Войска Наполеона перешли русскую границу и двигались вглубь страны. Дело иноземного изобретателя не требовало отлагательств. Александр I информирует графа Ростопчина, заменившего на посту столичного главнокомандующего Гудовича:
«…Теперь я перехожу к предмету, который вверяю вашей скромности, потому что в отношении к нему необходимо соблюдение безусловной тайны. Несколько времени тому назад ко мне обратился с изобретением очень искусный механик, которое может иметь весьма важные последствия. Во Франции делают всевозможные усилия, чтобы добиться открытия, которое, как кажется, удалось сделать этому человеку. Во всяком случае, следует сделать опыты, которые он предлагает. Дело стоит труда. Перед тем как отправить этого человека в Москву и желая, чтобы его работы проводились в полной тайне для всех, я не хотел передать это дело в руки фельдмаршала (Гудовича), опасаясь, чтобы доктор (Сальватор) не узнал об этом тотчас. Поэтому я поручил его губернатору Обрескову. Я пишу ему сегодня, что причина хранения тайны в отношении к генерал-губернатору прекращается с вашим назначением; я ему приказываю передать вам все бумаги, относящиеся к этому делу, которые у него находятся. Из них вы узнаете все подробности. Для того чтобы излишне не увеличивать числа лиц, причастных к этому делу, я решил, чтобы вы пользовались услугами Обрескова, который, уже знает обо всем, и тем дать ход делу. Я желаю, чтобы этот человек не являлся в ваш дом, но чтобы вы виделись с ним в месте, наименее привлекающем к себе внимание. Я рекомендую вам, чтобы вы проявили к нему некоторую заботу и сделали все зависящее от вас, чтобы облегчить возможность выполнить его дело, устраняя все препятствия. С фельдъегерем, который доставит вам это письмо, едут семь человек рабочих этого механика. Ему приказано не ввозить их в город до тех пор, пока вы не переговорили с Обресковым и не просмотрели всех бумаг, тогда вы ему укажите, куда он должен их доставить».

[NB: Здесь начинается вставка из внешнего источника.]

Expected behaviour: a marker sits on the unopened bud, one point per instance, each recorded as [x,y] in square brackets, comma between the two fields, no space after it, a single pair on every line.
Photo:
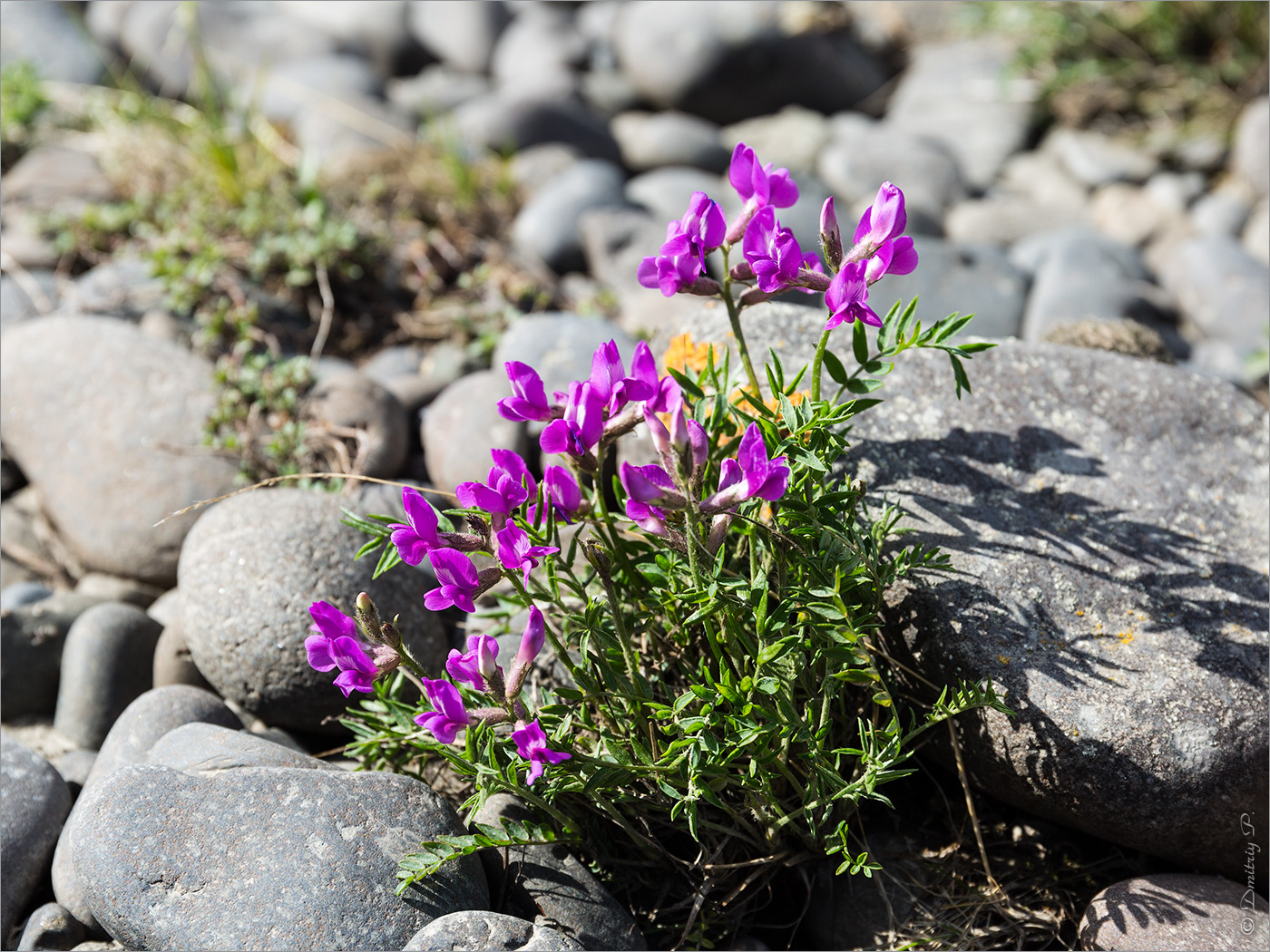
[831,237]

Граф Ростопчин немедленно стал выполнять императорскую волю. 14 мая под покровом ночи привезли в русскую столицу изобретателя, с целью конспирации дав ему иное имя – доктор Шмидт. В деревне Воронцово под Москвой, освободив от челяди постройки в усадьбе Е. Г. Репнина, оборудовали тайную мастерскую. В июле ее уже охраняли днем и ночью два офицера и полсотни солдат. К этому времени изобретатель получил из государственной казны семьдесят две тысячи рублей. Работа закипела…
Конечно же, таинственность происходящего вызвала у многих любопытство. Предполагали разное. Фабрикант Керияков, например, решив, что иностранец вырвал у военного ведомства выгодный заказ на пластыри для раненых, напрашивался к нему в компаньоны. Студент Шнейдер, впоследствии заслуженный профессор Петербургского университета, и купец-суконщик Данкварт, переодевшись и загримировавшись под рабочих, проникли на дачу к Репнину и пытались подсмотреть, что делает засекреченный иностранец. Ходили слухи, что в Воронцово действует «огневая фабрика», вырабатывают химическое «зелье», строят подводную лодку.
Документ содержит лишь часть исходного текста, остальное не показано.